|1. Powered by a 4.7-liter V8 with 433hp the GranTurismo S can hit 60 mph in just 4.8 seconds.
2. The standard GranTurismo makes 405hp for a 0-60 mph time of 5.1 seconds.
3. The GranTurismo S is available with an ultra-quick-shifting paddle-actuated gearbox or with a traditional automatic.
4. The S is priced from $135,000, a $17,500 premium over the standard GranTurismo.
No detail has been overlooked by the engineers. So what better place could there be to truly experience their handiwork than driving full-bore through the Italian countryside? From seniors to small children, people stop whatever it is they are doing to stare with admiration and pride at your passing.
The driving force of the 2009 Maserati GranTurismo S is a 4.7-liter V8 engine. When asked the difference between this engine and the 4.2-liter V8 found in the standard GranTurismo, Paul Fickers, the man responsible for bringing both vehicles to light, jokingly stated it has red cylinder head covers instead of blue. True, but as Mr. Fickers went on to explain, there is much more to the story than just color.
The hottest version yet in a series of wet-sump engines developed by Ferrari, it produces 433 horsepower at 7000 rpm and 361 ft-lbs of torque at 4750 rpm. Bore and stroke have been increased significantly. The front engine GranTurismo S takes full advantage of the added power by mating it to a 6-speed electro-actuated gearbox, enabling a 0-60 mph sprint of 4.8 seconds. Top speed is 183 mph.
Weight distribution is exemplary; 47-53% front to rear. Housed in a rigid tube, the driveshaft transfers power to the rear located transmission and drive wheels. Within the transmission lies the secret strength of the GranTurismo S and one of the reasons why it is so easy to drive fast.
Steering wheel mounted paddle-shifters activate the race-ready transmission. In normal driving, each gear change is accomplished sequentially in minimal time. Pressing buttons on the dash allows the driver to toggle between Auto and Sport.
A second push of the Auto button reveals the true beast hidden beneath. What Maserati refers to as MC-Shift causes every gear change to slightly overlap. Above 5500 rpm, shift time is reduced to an astonishing 100 milliseconds.
The overall effect affords performance previously attainable only on selected Ferrari models and F1 race cars. Pull the paddle shifter towards you and the resplendent “pop bang” sound of a new gear is sure to send a chill down your spine.
The braking system found on the GranTurismo S was developed in collaboration with renowned supplier Brembo. Featured solely on Maserati cars for the next few years, it highlights dual-cast technology on the front brake discs. A cast iron braking surface works in conjunction with the aluminum hub and six-piston mono-bloc brake calipers to provide near instantaneous stopping power. Maserati lists the car’s stopping distance from 60 mph at an excellent 114 feet.
Exclusive on the “S” model are 20-inch 7-spoke alloy rims shod with Pirelli P-Zero 245/35/20 tires that provide excellent on-road feedback. This can sometimes translate into a harsh ride when crossing potholes or rough pavement, but what it gives up in ride comfort the GranTurismo S more than makes up for in driving performance.

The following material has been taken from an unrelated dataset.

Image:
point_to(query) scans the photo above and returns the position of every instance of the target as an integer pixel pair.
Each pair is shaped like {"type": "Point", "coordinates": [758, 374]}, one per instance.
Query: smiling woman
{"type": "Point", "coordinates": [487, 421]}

Once on the highways where the asphalt is generally undamaged and traffic flows freely, the stiffer suspension is fully appreciated. Turn-ins are crisp and power-sliding out of a corner with the rear fully committed is absolute fun!
On one specific occasion we found a beautiful section of two-lane country road and decided to make several passes up and down for pure indulgence. The main corner on our small circuit crested a barn close to road, followed by a short straight and then sweeping left and right turns. Tall grass provided a tunnel effect, heightening my sense of impending glory.
A quick flick of the steering wheel, combined with a sensitive right foot on both gas and brake pedals, lead to rousing cheers from the elderly men who had gathered to watch our mini grand prix.
Blipping the transmission down an extra gear didn’t hurt, as the sweet chorus of the Maserati V8 bounced off tightly-knit buildings. Nowhere else but in the home country of Italy could this experience carry such weight and significance. It was an experience to be treasured for years to come.
With the introduction of the GranTurismo S, Maserati continues to expand the product line and garner the attention of those seeking performance and luxury at the stratospheric end of the market. The “S” model is priced at $135,000, a worthwhile $17,500 premium over the standard GranTurismo model.
Production expectations call for 300 units on a yearly basis, but based on demand, the factory is ready to build more. With stunning looks, power to spare and solid build quality, a second shift may soon be necessary in Modena. It seems “S” stands for a few more things than originally thought.